A device to detect carbon dioxide is seen amongst the seats of a baseball stadium, home for the Yokohama DeNA BayStars, in Yokohama, south of Tokyo. Officials are using high-precision cameras, carbon dioxide-monitoring devices, and wind-speed measuring machines as part of countermeasures against COVID-19. (AP Photo/Hiro Komae)

Stadium crew members install a device to detect carbon dioxide in the seats of a baseball stadium, home for the Yokohama DeNA BayStars, in Yokohama, south of Tokyo. Officials are using high-precision cameras, carbon dioxide-monitoring devices, and wind-speed measuring machines as part of countermeasures against COVID-19. (AP Photo/Hiro Komae)

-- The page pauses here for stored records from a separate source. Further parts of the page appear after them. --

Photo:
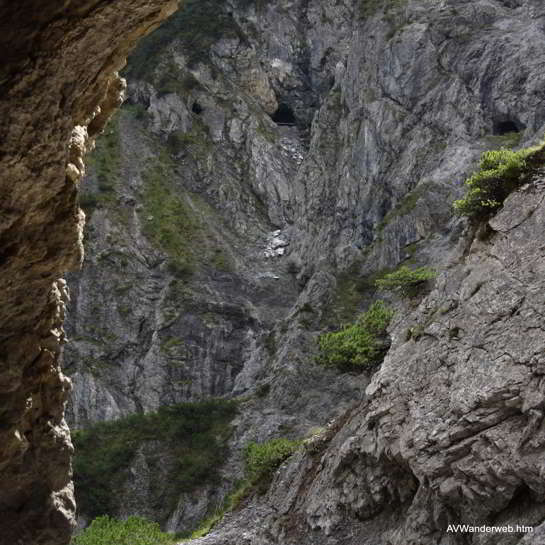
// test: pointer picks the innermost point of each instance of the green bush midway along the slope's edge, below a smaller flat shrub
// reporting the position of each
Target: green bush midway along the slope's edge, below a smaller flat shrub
(360, 344)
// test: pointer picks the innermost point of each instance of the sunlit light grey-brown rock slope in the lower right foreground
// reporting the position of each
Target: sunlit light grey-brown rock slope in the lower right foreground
(452, 428)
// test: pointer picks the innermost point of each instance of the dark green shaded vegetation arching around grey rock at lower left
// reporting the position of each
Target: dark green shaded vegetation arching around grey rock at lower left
(194, 433)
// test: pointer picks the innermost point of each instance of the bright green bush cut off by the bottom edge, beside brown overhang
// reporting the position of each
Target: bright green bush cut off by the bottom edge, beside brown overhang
(133, 531)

Japan uses high-tech experiments to fill baseball stadium

www.asianreporter.com

October 31, 2020

YOKOHAMA, Japan (AP) — Officials in Japan are using some high-tech devices to see if they can fill sports stadiums closer to capacity during the COVID-19 pandemic.

The baseball stadium in Yokohama is being used this weekend in an experiment to test if its 32,000 seats can be filled safely. Japanese professional baseball games are being played there, but only using half the seats.

On Friday, the first day of the three-day experiment, the crowd was capped at 16,000. But on Saturday and Sunday it was expected to reach 32,000 — a full house.

Officials are using high-precision cameras, carbon dioxide-monitoring devices, and wind-speed measuring machines as part of countermeasures against COVID-19.

"We will report our findings here to the government," Kiyotaka Eguchi, an official of the Kanagawa prefecture, said. "The information we get here will be reflected in the guidelines, and that will also be used for the next year’s Olympics and professional baseball."

Yokohama baseball stadium will be used as a venue for next year’s Olympics, which are scheduled to open on July 23, 2021.

"I think this is a good opportunity to take a step forward because if the stadium isn’t full, the team will be in trouble," Yokohama BayStars fan Tetsuya Nakamura said.

About 1,750 deaths in Japan have been attributed to COVID-19, a relatively low number in a country of 126 million.